Hi all, I’ve had a trawl around but can’t quite find the answer I’m looking for. I’m currently on Windows with 5 separate physical storage drives with different purposes - OS, games, media, apps, random bullshit.
I’ve been trialling Linux on and off for ages and I think I’ve settled on Garuda for now. I’d like to have a similar style of separation under Linux if possible - in case I fancy a change of distro etc.
I’m assuming I can just leave my media drive as just a drive. My understanding is that apps/games are installed in the /usr/bin folder?
Is it possible or even worthwhile specifying a /usr/bin/apps and /usr/bin/games folder and pointing each folder to their respective drive? Or as both drives are the same make/model would it just be better to use them both as a single virtual volume?
Thanks in advance!
You can. Someone else mentioned fstab and that’s how you’d do it.

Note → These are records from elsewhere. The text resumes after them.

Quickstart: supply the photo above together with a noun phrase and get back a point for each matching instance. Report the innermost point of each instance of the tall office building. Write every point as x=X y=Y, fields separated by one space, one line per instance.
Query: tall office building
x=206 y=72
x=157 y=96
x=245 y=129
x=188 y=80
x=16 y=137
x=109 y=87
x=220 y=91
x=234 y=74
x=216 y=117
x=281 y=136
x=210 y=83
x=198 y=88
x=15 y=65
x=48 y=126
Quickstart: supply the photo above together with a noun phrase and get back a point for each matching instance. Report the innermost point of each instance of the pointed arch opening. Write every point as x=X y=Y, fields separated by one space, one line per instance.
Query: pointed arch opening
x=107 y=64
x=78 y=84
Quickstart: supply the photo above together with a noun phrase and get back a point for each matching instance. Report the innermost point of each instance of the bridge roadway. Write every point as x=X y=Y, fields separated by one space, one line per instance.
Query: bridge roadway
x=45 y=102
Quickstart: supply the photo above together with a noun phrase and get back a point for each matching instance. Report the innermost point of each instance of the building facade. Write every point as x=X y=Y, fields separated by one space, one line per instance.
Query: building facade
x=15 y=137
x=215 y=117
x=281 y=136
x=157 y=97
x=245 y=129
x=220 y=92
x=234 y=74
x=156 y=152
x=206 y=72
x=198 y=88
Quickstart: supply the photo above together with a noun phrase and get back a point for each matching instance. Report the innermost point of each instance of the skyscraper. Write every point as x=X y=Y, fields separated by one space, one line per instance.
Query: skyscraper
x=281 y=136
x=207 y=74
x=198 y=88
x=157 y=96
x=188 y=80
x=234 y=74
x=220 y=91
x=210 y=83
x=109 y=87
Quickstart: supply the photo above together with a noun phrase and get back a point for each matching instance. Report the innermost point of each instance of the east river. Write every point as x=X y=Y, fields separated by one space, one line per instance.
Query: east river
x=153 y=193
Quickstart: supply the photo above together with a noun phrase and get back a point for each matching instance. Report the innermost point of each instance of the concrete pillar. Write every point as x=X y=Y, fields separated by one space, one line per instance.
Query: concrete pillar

Seems like a lot of work though.
Why are you doing things like that?
I can think of a couple of possible reasons:
Space. You just don’t have a big enough single disk to install all the games and media and stuff.
Performance. You might have a fast drive or interface to connect a drive to that’ll make things run quicker.
Plausible deniability: disconnect the games and porno drive and the work from home spyware can’t detect them.
Personal preference: all the porno is in its proper place, all the games are tucked away on their block device. Gods in his heaven.